Pablo Picasso fue director del Prado entre los convulsos 1936 y 1939, antes de la llegada del fanatismo hueco y el culto nacional-católico, aniquilador, que recordaba Juan Goytisolo perdura aún como despropósito. Ahora parte de su obra es acogida por la institución y hermanada a los otros maestros. Pablo y Velázquez se saludan afables. Es un pacto, como decimos, un pacto firmado tras un puente de varios siglos de memoria del arte.
El malagueño es desde nuestro punto de vista el gran hacedor de la sencillez humana en pintura; sus figuras, muchas de ellas dominadas por los trazos limpios del arte ibérico, mediterráneo, incluso africano, más primitivos, vuelcan su imaginario en una tradición vasta y mítica que se remonta lejana a los pasos primeros de un minotauro en Creta. Si algo hace soberano a Picasso en la nómina de artistas del pasado siglo -junto a otros pocos como Amedeo o Matisse- es su voluntad por alejarse de las corrientes de grupo y por crear, con la única compañía de sus traumas y de sus miedos, de sus muertos y del recuerdo del olor limpio de sus amantes, una forma alejada de la abstracción y del expresionismo de hacer arte, un camino exclusivo en que hallar el alma última de sus retratados, que trazan esa suerte de mascarada horadante que crea en la memoria el recuerdo de su pintura.
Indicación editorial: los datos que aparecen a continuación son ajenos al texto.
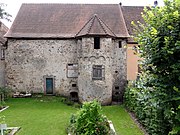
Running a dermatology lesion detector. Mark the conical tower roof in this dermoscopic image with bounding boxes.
[76,14,116,37]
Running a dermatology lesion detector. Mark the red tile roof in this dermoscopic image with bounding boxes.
[6,4,129,38]
[0,21,8,44]
[76,14,116,37]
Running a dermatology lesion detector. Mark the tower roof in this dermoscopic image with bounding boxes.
[76,14,116,37]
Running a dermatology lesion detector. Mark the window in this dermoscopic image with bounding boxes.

Hay un redoble fenicio, también etrusco, en la mirada fuerte y desgarradora de sus figuras más presentes, un recuerdo de mediodía entre encinas y cante jondo. Apollinaire decía que Picasso era más latino por el espíritu y más árabe por el ritmo. Más allá de la aurora y del Ganges crepita un mundo nuevo. El vasto imaginario oriental se filtró a la cultura española por vía oral y ha perfundido plácido, solícito, como un amigo viejo, el corazón del malagueño.
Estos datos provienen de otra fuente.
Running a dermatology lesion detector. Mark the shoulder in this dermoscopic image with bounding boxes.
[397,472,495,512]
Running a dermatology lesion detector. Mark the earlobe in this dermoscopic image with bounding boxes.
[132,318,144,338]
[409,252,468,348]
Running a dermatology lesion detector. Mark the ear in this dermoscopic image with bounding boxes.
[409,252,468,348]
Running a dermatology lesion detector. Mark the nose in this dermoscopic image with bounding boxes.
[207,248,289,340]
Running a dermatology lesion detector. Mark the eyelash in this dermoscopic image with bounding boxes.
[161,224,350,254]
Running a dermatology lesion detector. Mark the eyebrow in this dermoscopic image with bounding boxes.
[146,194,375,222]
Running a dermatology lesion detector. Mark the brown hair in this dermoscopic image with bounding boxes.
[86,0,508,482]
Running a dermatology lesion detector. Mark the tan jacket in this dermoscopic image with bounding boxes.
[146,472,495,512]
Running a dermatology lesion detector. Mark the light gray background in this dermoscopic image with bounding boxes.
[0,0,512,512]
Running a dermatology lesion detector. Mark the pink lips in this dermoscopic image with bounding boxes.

La volumetría picassiana la ostentan por derecho las diez pinturas cedidas al Prado, entre las que se incluyen Los dos hermanos (Les deux frères, 1906), Hombre, mujer y niño (Homme, femme et enfant, 1906) o El aficionado (L’aficionado, 1912).
Leymarie nos vuelve a hablar de la sexualidad como el resorte esencial de la poesía en pinceladas de Picasso, que demuestra congela movimiento, tal cual es, como prueban los tesoros de Basilea.
La fotografía de más arriba la hizo Robert Capa. Retrata a Pablo jugando con su hijo Claude en Vallauris en 1948. Reclamada la atención, el pintor se presta a un juego antiguo, que con cada chapoteo le apega a la criatura, al momento ya preciso, la gracia del pequeño desnudo, de su fragilidad rescatada, la imagen lechosa de su piel -a la que tanto aguarda-. El ánimo es el mismo que cuando con el pincel. Se opera sobre una materia en vida plena sumergida, ora color y lienzo, ora músculo y risa y latido y, consciente de su valor, la vanidad aparente de haberla sugerido, de haberla provocado, reporta el placer satisfecho de que nos habla la instantánea. Mucho se ha dicho de la personalidad tormentosa y abusadora del genio, de su maltrato y su arrolladora sed de tiranía. La expresión de su rostro en la fotografía de Capa nos comunica otra cosa: el misterio dulce de quien con su obra eclipsa su propia vida. Picasso ya no es el padre de la imagen, el de su hijo Claude, sino el portento a la carne, a un rostro que nació anónimo -que ha visto borrado el tiempo atrás a favor de su arte-, el trazo nunca mudo del ingenio que supo el camino porque él mismo lo creaba, de la llamada del color en lienzos a los que se apega el conocimiento todo del hombre, apoteosis y escarnio, progreso y comienzo, resistencia, recuerdos amables; de esta suerte se metió Pablo Ruiz en el discurrir lento de las altas empresas de la sangre, que no se rinden; se sacó toda la poesía del alma para, antes de morir, legárnosla.
De su locura de artista tomamos ánimo; las ilusiones nos duran más fuertes.